Prague, Dec 8 (CTK) – Czech universities like some other in Europe have offered jobs to some Turkish scholars who were dismissed after the July failed military coup in Turkey, daily Lidove noviny (LN) writers on Thursday.
In reaction to the coup against Turkish President Recep Tayyip Erdogan, the government forces launched a wave of repressions in the military, media as well as the school sector. Thousands of teachers were fired, 1577 university deans were asked to tender “preventive resignations” and dozens of mostly private schools were closed, LN says.
The first Czech university to employ a Turkish scholar is the Palacky University in Olomouc, north Moravia. Two renown experts from Ankara and Istanbul, political analyst Gokhan Bacik focused on the Middle East political systems, and historian Yasir Yilmaz, researching into the Ottoman Empire and diplomacy, lecture at the Faculty of Arts in Olomouc, LN writes.
Yilmaz, who studied in the the United States, told LN that he enjoyed staying in Olomouc. He has praised the environment, his colleagues and the town that he finds suitable for his family. He has a four-year-old daughter with his wife and their son will probably be born in the Czech Republic in the spring.
The university has selected the Turkish teachers on the basis of their CVs as well as Skype interviews and e-mail communication with them.
“It is and was crucial for us that both men are excellent experts in the fields that are not covered at Czech universities and research institutes. Besides, both Turkish colleagues had great recommendations from Western institutions. Their good English knowledge has also played an important role,” Dean Jiri Lach told the HlidaciPes.org server.
Another Turkish scholar will work at the Masaryk University in Brno, LN adds.
“A Turkish senior academic with experience from abroad should start teachingworking at the Masaryk University’s Faculty of Social Studies as of January 2017. He is an expert in migration, family and ethnicity studies and research methods.
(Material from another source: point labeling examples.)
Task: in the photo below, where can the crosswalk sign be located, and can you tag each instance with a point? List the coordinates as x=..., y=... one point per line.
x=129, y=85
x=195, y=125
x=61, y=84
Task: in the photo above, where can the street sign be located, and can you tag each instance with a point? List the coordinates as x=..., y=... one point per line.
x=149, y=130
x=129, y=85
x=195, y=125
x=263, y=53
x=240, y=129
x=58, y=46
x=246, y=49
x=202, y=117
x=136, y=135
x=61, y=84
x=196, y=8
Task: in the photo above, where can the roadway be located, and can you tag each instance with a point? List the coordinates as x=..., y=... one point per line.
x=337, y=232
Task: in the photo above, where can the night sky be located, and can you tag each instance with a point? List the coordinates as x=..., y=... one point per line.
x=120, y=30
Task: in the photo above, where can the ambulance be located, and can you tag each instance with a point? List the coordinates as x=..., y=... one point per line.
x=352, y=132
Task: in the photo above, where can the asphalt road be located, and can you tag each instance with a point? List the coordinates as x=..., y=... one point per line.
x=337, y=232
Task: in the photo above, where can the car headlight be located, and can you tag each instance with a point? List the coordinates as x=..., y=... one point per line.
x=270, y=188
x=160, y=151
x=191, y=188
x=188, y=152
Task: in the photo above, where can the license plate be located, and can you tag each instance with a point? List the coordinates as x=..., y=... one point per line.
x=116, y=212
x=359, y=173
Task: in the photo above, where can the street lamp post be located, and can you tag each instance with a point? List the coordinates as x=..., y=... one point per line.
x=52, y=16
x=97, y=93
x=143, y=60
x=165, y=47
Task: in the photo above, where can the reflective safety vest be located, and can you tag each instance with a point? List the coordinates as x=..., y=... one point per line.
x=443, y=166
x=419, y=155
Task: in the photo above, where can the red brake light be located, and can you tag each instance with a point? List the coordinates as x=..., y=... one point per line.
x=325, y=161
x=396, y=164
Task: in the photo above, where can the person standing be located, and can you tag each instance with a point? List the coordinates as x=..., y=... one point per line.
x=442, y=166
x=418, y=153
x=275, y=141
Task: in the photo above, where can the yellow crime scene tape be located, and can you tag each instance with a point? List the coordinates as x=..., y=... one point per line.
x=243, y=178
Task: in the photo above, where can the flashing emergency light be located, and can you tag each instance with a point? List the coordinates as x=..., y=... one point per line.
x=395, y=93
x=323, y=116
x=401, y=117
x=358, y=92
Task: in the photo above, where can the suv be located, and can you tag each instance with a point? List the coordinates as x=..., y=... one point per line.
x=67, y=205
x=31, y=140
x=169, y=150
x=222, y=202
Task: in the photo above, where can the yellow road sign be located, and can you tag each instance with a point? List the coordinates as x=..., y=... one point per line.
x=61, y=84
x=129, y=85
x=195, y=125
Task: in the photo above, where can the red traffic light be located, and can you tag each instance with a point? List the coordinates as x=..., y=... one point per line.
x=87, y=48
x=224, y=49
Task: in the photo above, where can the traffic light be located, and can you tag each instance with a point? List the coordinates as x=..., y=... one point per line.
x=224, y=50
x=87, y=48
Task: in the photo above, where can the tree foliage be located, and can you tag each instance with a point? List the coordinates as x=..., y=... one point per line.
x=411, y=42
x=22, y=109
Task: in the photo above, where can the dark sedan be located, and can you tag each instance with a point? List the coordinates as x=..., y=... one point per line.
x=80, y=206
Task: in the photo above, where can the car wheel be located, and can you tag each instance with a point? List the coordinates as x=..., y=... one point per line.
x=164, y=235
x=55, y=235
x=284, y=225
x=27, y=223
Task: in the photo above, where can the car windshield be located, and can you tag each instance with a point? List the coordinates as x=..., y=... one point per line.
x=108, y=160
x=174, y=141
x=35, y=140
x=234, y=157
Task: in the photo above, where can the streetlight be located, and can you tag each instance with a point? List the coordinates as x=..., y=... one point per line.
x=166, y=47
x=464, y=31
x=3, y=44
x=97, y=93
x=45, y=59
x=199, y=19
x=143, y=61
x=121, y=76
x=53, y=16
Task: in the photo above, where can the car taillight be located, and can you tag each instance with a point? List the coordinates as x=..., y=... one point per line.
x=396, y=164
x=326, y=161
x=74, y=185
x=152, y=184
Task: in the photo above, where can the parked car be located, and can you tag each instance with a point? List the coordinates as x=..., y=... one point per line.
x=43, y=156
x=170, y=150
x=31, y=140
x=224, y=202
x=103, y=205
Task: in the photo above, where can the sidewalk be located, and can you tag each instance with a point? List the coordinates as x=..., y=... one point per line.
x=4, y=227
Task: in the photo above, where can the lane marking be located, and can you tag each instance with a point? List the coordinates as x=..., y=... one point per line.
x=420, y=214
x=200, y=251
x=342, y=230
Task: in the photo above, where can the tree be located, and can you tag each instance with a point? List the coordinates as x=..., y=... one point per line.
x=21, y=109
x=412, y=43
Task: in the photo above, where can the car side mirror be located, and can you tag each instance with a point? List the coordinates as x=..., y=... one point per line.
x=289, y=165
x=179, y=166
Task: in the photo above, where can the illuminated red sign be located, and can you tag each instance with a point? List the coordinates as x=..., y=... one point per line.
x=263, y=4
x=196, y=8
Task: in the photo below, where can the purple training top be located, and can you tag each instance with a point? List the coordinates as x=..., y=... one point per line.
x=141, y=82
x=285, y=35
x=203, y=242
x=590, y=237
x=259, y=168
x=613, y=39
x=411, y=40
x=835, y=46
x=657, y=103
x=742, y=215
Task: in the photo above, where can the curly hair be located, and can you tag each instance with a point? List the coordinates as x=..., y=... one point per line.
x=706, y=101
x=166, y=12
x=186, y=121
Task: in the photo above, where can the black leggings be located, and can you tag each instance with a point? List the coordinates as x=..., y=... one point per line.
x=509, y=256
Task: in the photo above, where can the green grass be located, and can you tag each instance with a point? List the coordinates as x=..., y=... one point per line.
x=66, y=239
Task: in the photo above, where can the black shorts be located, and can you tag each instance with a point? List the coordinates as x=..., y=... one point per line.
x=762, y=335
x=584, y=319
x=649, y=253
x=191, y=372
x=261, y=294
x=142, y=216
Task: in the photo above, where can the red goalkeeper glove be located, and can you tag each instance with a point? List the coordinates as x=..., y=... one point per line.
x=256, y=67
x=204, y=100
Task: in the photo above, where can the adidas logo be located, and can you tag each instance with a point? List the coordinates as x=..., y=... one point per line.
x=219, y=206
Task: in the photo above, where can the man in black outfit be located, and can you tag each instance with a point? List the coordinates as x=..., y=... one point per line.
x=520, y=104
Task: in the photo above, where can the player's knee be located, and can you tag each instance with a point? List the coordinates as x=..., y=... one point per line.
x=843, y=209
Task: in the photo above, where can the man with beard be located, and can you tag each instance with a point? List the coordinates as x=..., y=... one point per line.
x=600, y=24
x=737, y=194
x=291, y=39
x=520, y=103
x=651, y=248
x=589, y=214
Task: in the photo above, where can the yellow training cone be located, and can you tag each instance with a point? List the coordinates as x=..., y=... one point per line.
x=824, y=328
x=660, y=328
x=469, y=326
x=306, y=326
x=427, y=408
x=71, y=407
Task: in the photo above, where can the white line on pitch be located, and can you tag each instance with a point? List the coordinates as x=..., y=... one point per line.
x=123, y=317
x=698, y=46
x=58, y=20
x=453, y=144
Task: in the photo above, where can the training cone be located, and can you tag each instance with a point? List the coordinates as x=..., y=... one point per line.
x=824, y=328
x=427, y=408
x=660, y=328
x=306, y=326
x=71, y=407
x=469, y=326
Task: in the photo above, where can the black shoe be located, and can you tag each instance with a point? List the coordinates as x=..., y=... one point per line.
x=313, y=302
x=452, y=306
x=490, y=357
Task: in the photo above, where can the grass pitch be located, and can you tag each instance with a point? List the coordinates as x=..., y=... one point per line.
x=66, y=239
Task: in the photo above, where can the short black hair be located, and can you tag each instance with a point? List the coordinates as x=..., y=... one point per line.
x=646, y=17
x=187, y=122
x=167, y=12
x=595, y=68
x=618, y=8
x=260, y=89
He will lecture at the sociology chair,” Masaryk University spokeswoman Tereza Fojtova said.
The largest and oldest university in the country, Charles University (UK) in Prague, founded in 1348 as the first in Central and North Europe, is also considering admitting Turkish scholars who were persecuted at home, LN writes.
“Since July, Charles University has registered 18 job applications from Turkish academics,” UK spokesman Vaclav Hajek said.
It is up to particular faculties and institutes to agree with them, he added.